Separately, the Russian government’s nomination of Gerhard Schröder, the former German chancellor, to Rosneft’s board has become another headache for Mr. Schulz. “I wouldn’t do that,” he said of his predecessor’s move.
• Microsoft is teaching autonomous gliders to adapt to surprises.
• An alliance between Fiat Chrysler and BMW could help them catch up in the race to make self-driving cars.
• Prosecutors in Germany filed charges against a Swiss man accused of spying on German tax collectors and even planting a mole in a local tax office.
• Here’s a snapshot of global markets.
In the News
• Lebanon revoked a law that let rapists evade punishment by marrying their accusers. Above, an installation in Beirut in April protesting the law. [The New York Times]
• The Spanish authorities rescued over 600 migrants who attempted to cross the Mediterranean from Morocco in a 24-hour period. New arrivals have risen in Spain, but fallen in Italy. [BBC]
• Grace Mugabe, Zimbabwe’s first lady, is seeking diplomatic immunity from an assault charge in South Africa. She is accused of injuring a young model. [The New York Times]
• A homeless man who had helped some of those injured in the bombing attack in Manchester in May has been accused of stealing from two of the victims. [The New York Times]
• A third woman has come forward to accuse the film director Roman Polanski of sexual abuse, in 1973 when she was 16. [The New York Times]
Tips, both new and old, for a more fulfilling life.
• Here’s how to make your house a smart home.
• Protect your online accounts with two-factor authentication.
• Recipe of the day: Our chicken adobo is a true five-star dish.
• Our travel writer explored the secluded beaches and verdant hills of Mauritius, the remote island in the Indian Ocean.
• The latest “Game of Thrones” episode was accidentally released in parts of Europe. We discussed dragons and Jon Snow’s ancestry with the actor Kit Harington.
• Here’s why it pays to read The New York Times: Daniel Craig confirmed that he would star in the next James Bond movie. We reported this last month.
• Sperm count in Western men is plunging with no signs of “leveling off,” in part because of stress and obesity, new research shows.
• Soccer: Real Madrid beat Barcelona in the second leg of the Spanish Super Cup and won, 5-1, on aggregate. Meanwhile, Paulo Dybala, the Juventus star, is plotting his next move.
Today is the 130th anniversary of the birth of Marcus Garvey, above, a founder of the black nationalist movement and a Rastafari prophet.
Born in Jamaica, Garvey throughout his life advocated that black people return to Africa and reclaim it as their own.

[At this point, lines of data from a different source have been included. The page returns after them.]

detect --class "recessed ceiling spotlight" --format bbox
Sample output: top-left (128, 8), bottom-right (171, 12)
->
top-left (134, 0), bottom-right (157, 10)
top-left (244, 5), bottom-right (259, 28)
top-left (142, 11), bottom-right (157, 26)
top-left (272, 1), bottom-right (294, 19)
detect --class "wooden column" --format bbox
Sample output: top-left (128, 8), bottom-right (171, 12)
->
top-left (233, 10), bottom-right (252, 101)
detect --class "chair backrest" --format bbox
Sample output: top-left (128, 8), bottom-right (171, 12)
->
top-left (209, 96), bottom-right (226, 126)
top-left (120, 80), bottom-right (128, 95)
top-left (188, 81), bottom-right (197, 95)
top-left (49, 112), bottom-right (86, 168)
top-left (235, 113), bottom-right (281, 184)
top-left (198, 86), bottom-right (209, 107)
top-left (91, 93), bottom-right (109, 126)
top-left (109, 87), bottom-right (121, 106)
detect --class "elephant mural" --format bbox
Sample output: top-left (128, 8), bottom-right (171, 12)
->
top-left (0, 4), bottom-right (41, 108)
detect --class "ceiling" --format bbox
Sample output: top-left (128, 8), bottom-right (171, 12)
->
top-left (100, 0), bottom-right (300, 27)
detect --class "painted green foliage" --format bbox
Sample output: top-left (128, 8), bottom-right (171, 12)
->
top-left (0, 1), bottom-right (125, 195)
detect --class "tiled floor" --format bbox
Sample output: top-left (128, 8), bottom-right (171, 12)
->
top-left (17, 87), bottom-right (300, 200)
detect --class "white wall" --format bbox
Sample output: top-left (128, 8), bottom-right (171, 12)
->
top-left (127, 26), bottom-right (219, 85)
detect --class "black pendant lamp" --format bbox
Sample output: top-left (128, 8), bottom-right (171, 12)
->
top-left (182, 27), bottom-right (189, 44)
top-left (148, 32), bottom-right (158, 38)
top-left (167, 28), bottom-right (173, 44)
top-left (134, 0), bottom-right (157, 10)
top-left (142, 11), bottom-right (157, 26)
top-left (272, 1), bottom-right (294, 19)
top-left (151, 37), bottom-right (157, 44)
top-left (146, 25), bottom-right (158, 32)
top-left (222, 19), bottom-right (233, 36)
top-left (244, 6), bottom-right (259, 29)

“He was the first man to give Negroes a sense of dignity and destiny,” the Rev. Dr. Martin Luther King Jr. said in 1965.
But in preaching his message, Garvey unintentionally spawned a religion when he said: “Look to Africa, when a black king shall be crowned, for the day of deliverance is near.”
In 1930, Ras Tafari Makonnen — known thereafter as Haile Selassie — ascended to Ethiopia’s throne, which was taken as a fulfillment of Garvey’s words. Rastafarians immediately hailed Selassie as Jah, the Black Messiah.
Garvey was not a follower himself, but Rastafari spread across the globe several decades later with the help of reggae musicians, most prominently Bob Marley.
Selassie died in 1975, but Rastafarians remained convinced he was the living God. As Marley explained in an interview with The Times in 1977, “Many people, dey scoffers.”
“How can God die, mon?” Marley continued. “That’s why I wrote ‘Jah Live.’”
Evan Gershkovich contributed reporting.